Non è banale, niente affatto, il suo ultimo libro su Mussolini e Salvini. Salvini e Mussolini. Due che c’azzeccano poco l’uno con l’altro, ma per via della retorica, e di una sagace e strumentale semplificazione dei codici e dei linguaggi, vengono associati non di rado. Nulla di più sbagliato, secondo Buttafuoco: “Mussolini è un grande campione della sinistra, mentre Salvini, invece, è un rappresentante della destra. Quel che mi divertiva era vedere i giovani redattori che lavoravano a questo libro quando, leggendolo, restavano sorpresi da tutti i risvolti mussoliniani che erano quasi atmosfere gruppettare-rivoluzionarie che non coincidevano con il racconto ufficiale. A riprova dell’incapacità di avere in Italia un sereno riconoscimento della cultura di destra”.

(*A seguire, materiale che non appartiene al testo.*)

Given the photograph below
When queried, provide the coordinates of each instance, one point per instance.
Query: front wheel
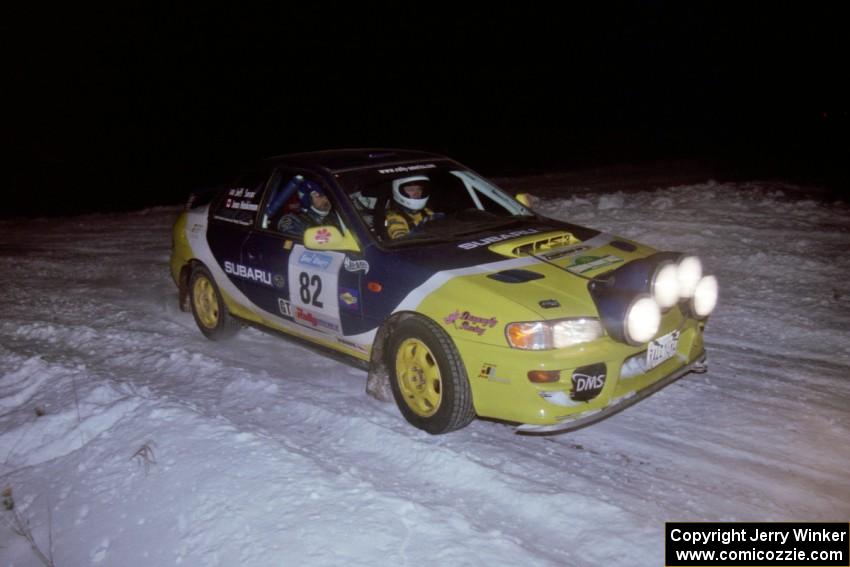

L’analisi della cultura scivola lentamente verso una lettura della situazione. Disinteressata, ma severa e onesta (anche Claudio Fava, il presidente della Commissione Antimafia, ha detto di recente di avere spesso “elementi di sintonia” con Buttafuoco): “Il duello Salvini-Meloni? Porta a un solo risultato: la caduta di entrambi. Basta pensare che a Roma e a Milano si prospettano due sconfitte e questo sarà per la sinistra un regalo inaspettato”. “Il centrodestra – continua lo scrittore, che indica in Francesco Merlo e Peppino Sottile i suoi maestri di giornalismo – si è sempre fatto interprete di una maggioranza silenziosa offrendo a questa una voce, un progetto politico e un percorso per la formazione di un ceto dirigente. Ora serve un federatore che metta insieme tutte queste voci”. Nel solco di Berlusconi, potrebbe inserirsi uno molto diverso dal Cav. Un paradosso, in estrema sintesi: “A Roma vedo molti elettori di centrodestra che sono scatenati per Carlo Calenda, un moderato che non è né sovranista e non è certo populista”.

La trappola del populismo, di una demagogia sempre più frequentata dentro e fuori i palazzi che contano, ha fatto spegnere – secondo Buttafuoco – la passione di molti. “Anche quando si trova la persona giusta, capita che questa si ritrovi dileggiato dalla canea detta ‘opinione pubblica’ o azzannato dalle procure”. Fulgido l’esempio siciliano: “Mi ha molto turbato vedere un galantuomo come Ruggero Razza, l’ex assessore alla Sanità in Sicilia, frullato nel fango per una frase sui ‘morti da spalmare’ nella conta dei numeri strumentalmente interpretata da chi lo spiava con la stessa disinvoltura dei più biechi Richelieu: ‘Datemi sei righe scritte dal più onesto degli uomini e vi troverò un motivo per farlo impiccare’. La verità è che la gente perbene sta lontana dalla politica anche per colpa della retorica antipolitica. Se fai il bene, qualcuno te lo farà pagare. La vicenda di Rino Nicolosi, il presidente della Regione – un gigante della politica – letteralmente scannato dal carcere resta a perenne monito”.

Sulle cose di casa nostra, Buttafuoco è caustico come al solito: “Credo che la Sicilia abbia solo due possibilità: o diventare realmente indipendente oppure cancellare l’autonomia che non serve a niente se non a peggiorare il tutto”. Musumeci o Crocetta? “Ovviamente non c’è gara. E’ meglio Musumeci”. Pochi dubbi, allargando il raggio d’osservazione, su chi abbia gestito meglio la pandemia fra Draghi e Conte: “È come quando mi i chiede la differenza tra Crocetta e Musumeci. Non c’è gara: ovviamente Draghi. Conte è stata una variabile, anzi, una variante del CoronaGrillo, un’invenzione dadaista di Grillo. Fuori dai riflettori il suo ologramma si spegnerà. Gli italiani sono cinici e se lo dimenticheranno”. Così come Renzi, secondo lo scrittore, è meglio di tanti altri: “E’ un fuoriclasse della politica. Ha dimostrato che non è necessario avere un grande esercito per realizzare un’azione politica”. Anche l’ex sindaco di Firenze si sta lentamente avvicinando verso il centro, o verso destra chissà. Nessuno, però, l’ha mai definito un intellettuale.